Lively, entertaining reviews of, and essays on, old and newer films and everything relating to them, written by professional author William Schoell.
Thursday, March 4, 2010
THE VIRGIN QUEEN
THE VIRGIN QUEEN (1955). Director: Henry Koster.
Ambitious Walter Raleigh (Richard Todd) makes his clever way to the court of Queen Elizabeth (Bette Davis) and becomes one of her favorites, all the while hoping she'll give him some ships to sail seeking treasure from the New World, and dallying with a pretty lady-in-waiting and ward of the queen, Beth Throgmorton (Joan Collins). Although he is not billed above the title with the others, Herbert Marshall, who co-starred with Davis in The Letter, plays Lord Leicester. This is an interesting and entertaining movie, but the central performance is a bit problematic.
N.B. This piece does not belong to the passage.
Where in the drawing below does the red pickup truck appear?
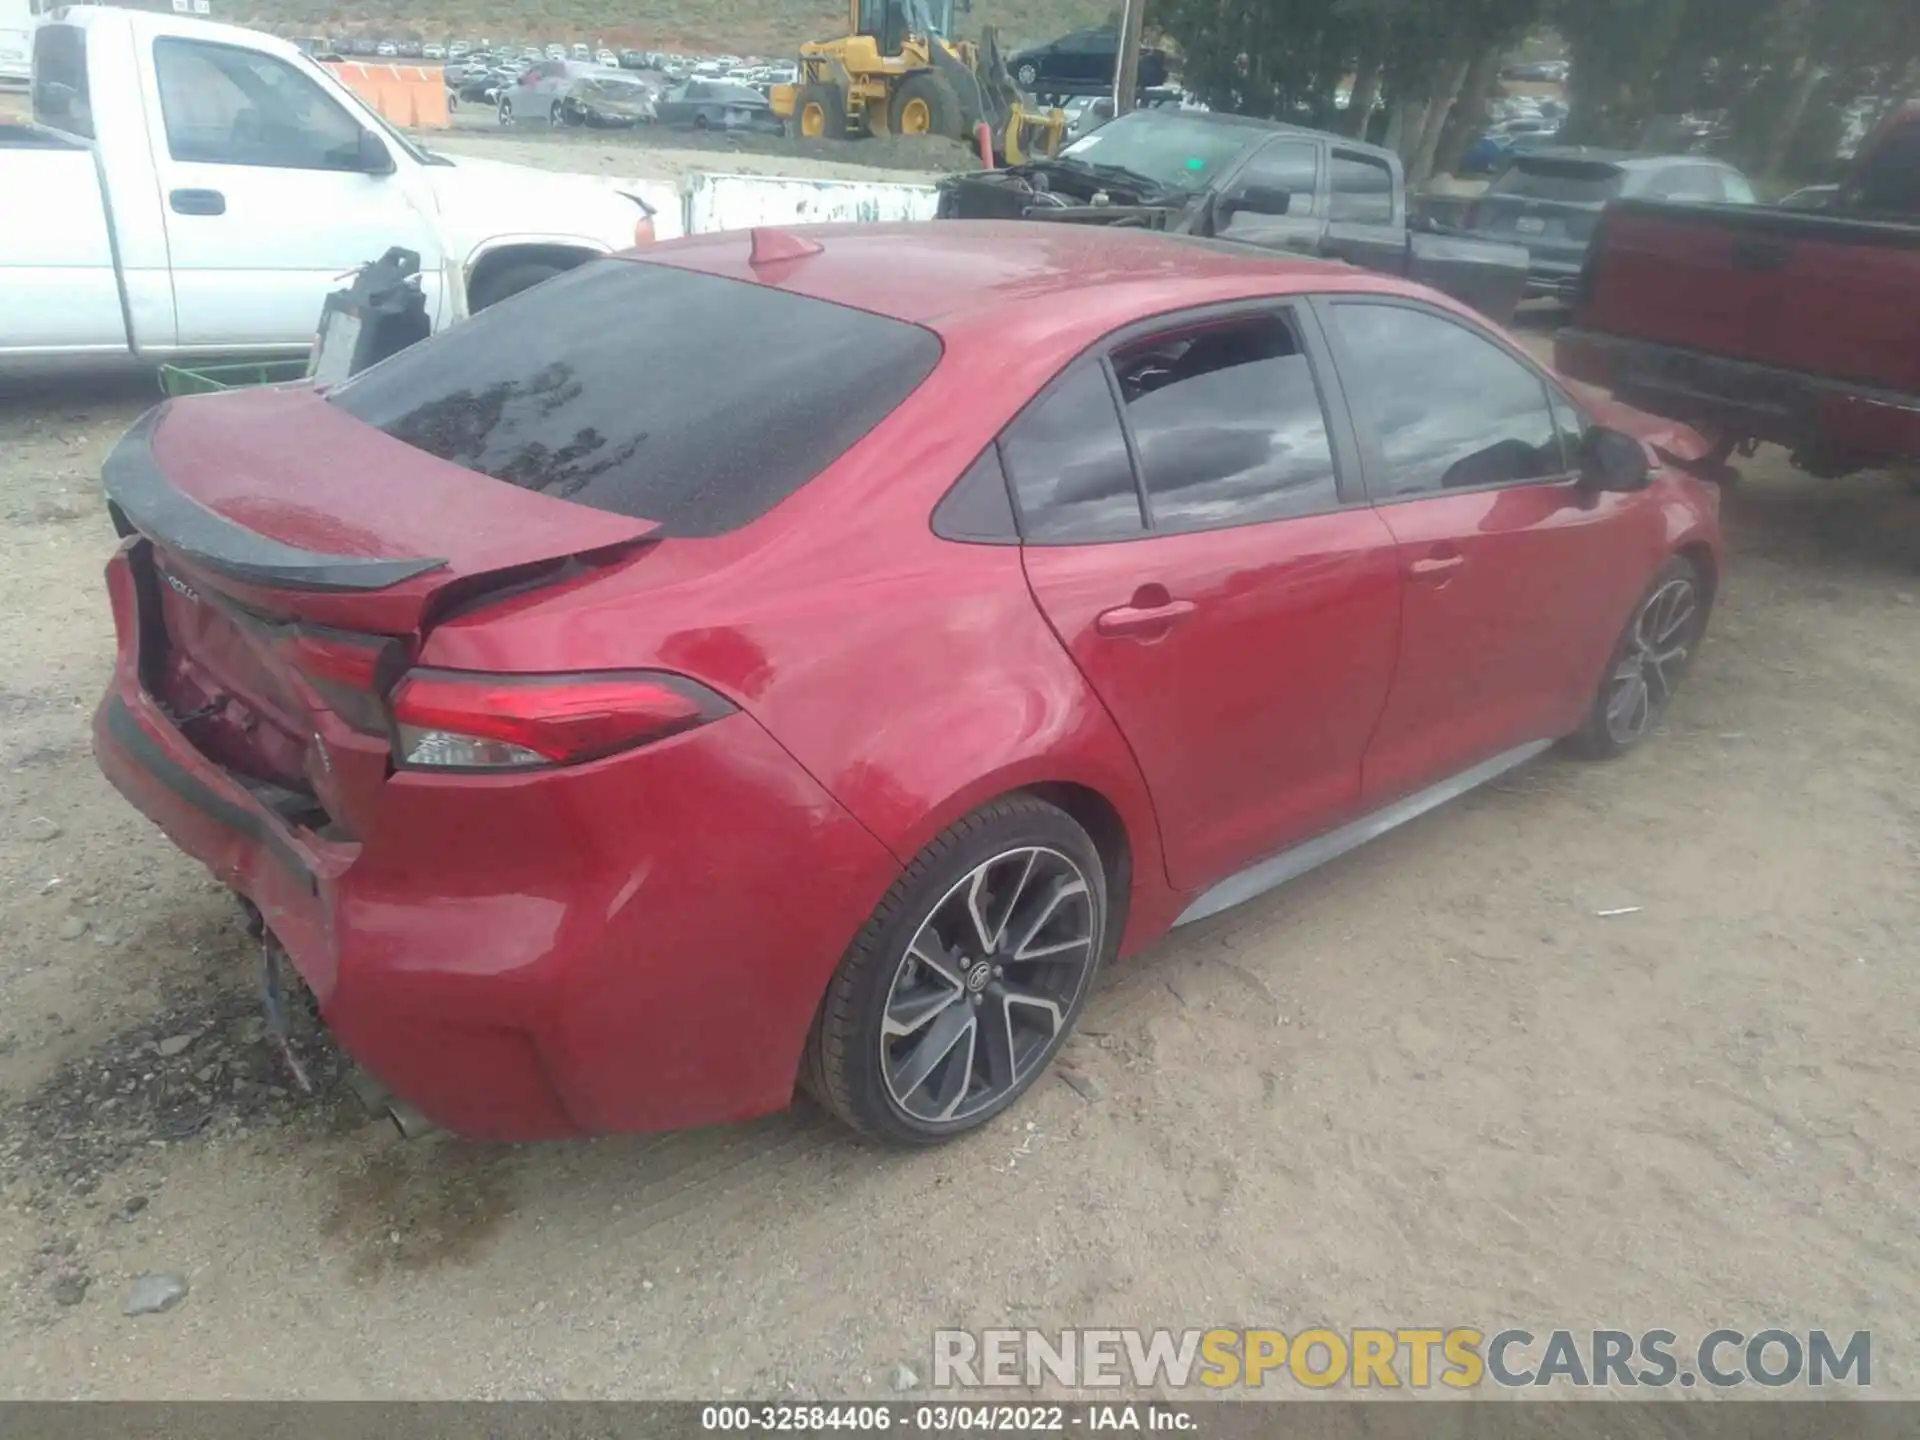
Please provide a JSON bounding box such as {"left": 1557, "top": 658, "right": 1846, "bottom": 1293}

Davis has her moments, certainly, but sometimes you get the impression that the queen is not being played by Bette Davis, but by Baby Jane Hudson! A definite problem is that Davis, despite the quasi-British accent she always affected, is not English, and she seems to be giving an impression of a queen rather than simply becoming the part. In a word, she's almost awful at times, but not enough to sink the picture. Todd, Marshall, Collins [who actually out-acts Davis] and the other cast members are all terrific.
Verdict: Hardly Bette's finest hour, but not without interest. ***.